Con riferimento al reddito d’impresa, si ricorda che i costi e le spese sono deducibili secondo i principi ordinari, tra cui quello dell’inerenza, stabiliti dall’art. 109 del Tuir.
 In tale contesto, quindi, il comma 4-bis, che secondo la circolare “si caratterizza per un intento indirettamente sanzionatorio dell’attività illecita”, vieta la deducibilità di costi e spese comunque inerenti all’attività e funzionali alla produzione dei relativi proventi, nel caso in cui l’attività nel suo complesso, ovvero il singolo atto o fatto illecito costituisca un illecito penalmente rilevante.
 
Atteso che la norma fa riferimento a costi e spese “riconducibili a fatti, atti o attività qualificabili come reato”, nel caso in cui l’illiceità coinvolga la complessiva attività esercitata dal contribuente, l’indeducibilità riguarderà tutti i costi e le spese sostenuti in relazione all’attività stessa; diversamente nel caso in cui l’illiceità coinvolga solo uno o più “fatti o atti” nell’ambito della propria attività illecita, l’indeducibilità riguarderà sia i costi e le spese a questi specificatamente afferenti, sia una quota dei costi riconducibili all’attività in generale ossia comuni a più fatti o atti, alcuni leciti e altri illeciti. In tale ultima ipotesi, la quota indeducibile dovrà essere determinata con criteri di proporzionalità in relazione alla fattispecie esaminata.
 
La citata circolare, nel semplificare i principi sopra esposti, prende, tra l’altro, in considerazione la fattispecie di un’attività manifatturiera che utilizza lavoratori non regolari, affermando che “il costo delle retribuzioni di tali lavoratori non può essere dedotto in quanto riconducibile ad un’attività qualificabile come reato, anche se l’impresa in sé non è illecita”.

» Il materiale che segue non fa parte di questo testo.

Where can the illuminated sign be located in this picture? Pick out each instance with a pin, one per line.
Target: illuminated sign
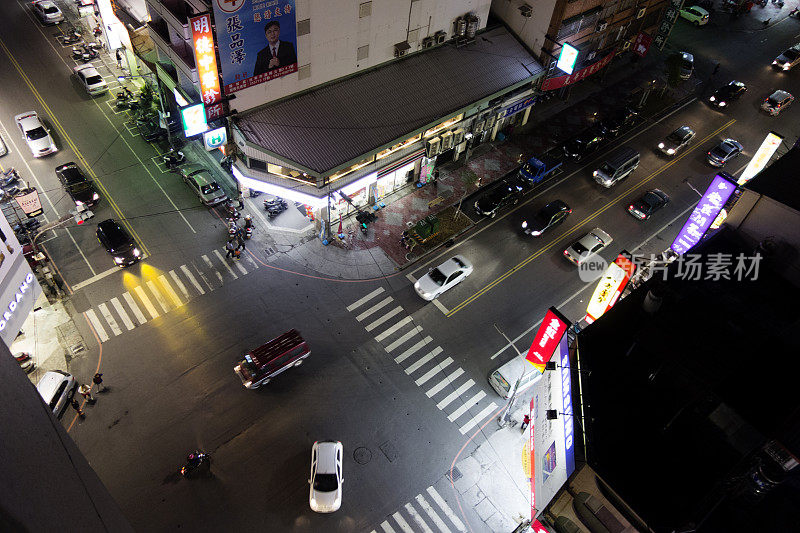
(567, 58)
(206, 62)
(762, 157)
(194, 120)
(704, 214)
(544, 343)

 Ritenuto che l’utilizzo di “lavoratori non regolari” costituisca reato nelle sole ipotesi previste dagli artt. 18 e ss. del D.Lgs. n. 276/2003, è evidente che l’esempio fornito dalla circolare non può che riferirsi alla fattispecie dell’illecita fornitura di manodopera. 
 
(3)     In materia di IRAP
 
Quale ulteriore immediata conseguenza, i costi sostenuti in relazione ai contratti  di appalto o subappalto non genuini devono quindi esser ricondotti, per  l’effettivo datore di lavoro, tra quelli di cui all’art. 95 del D.P.R. nr. 917/1986 -  alla voce “Per il personale - salari e stipendi” dei bilanci d’esercizio e non tra quelli di cui alla voce “B7) Costi della produzione - Per servizi”.
 Pertanto, in base alla normativa vigente ed in particolare agli articoli 5 ed 11 del D.Lgs. nr. 446/1997, detti costi non concorrono alla determinazione della base imponibile  I.R.A.P..
 
(4)     In materia di I.V.A.
 
Per l’indebita detrazione da parte delle imprese beneficiarie della manodopera dell’I.V.A. esposta nelle fatture emesse dalle imprese “appaltatrici” (in quanto le operazioni in parola sono fuori dal campo di applicazione dell’IVA, poiché riconducibili ad attività di lavoro dipendente).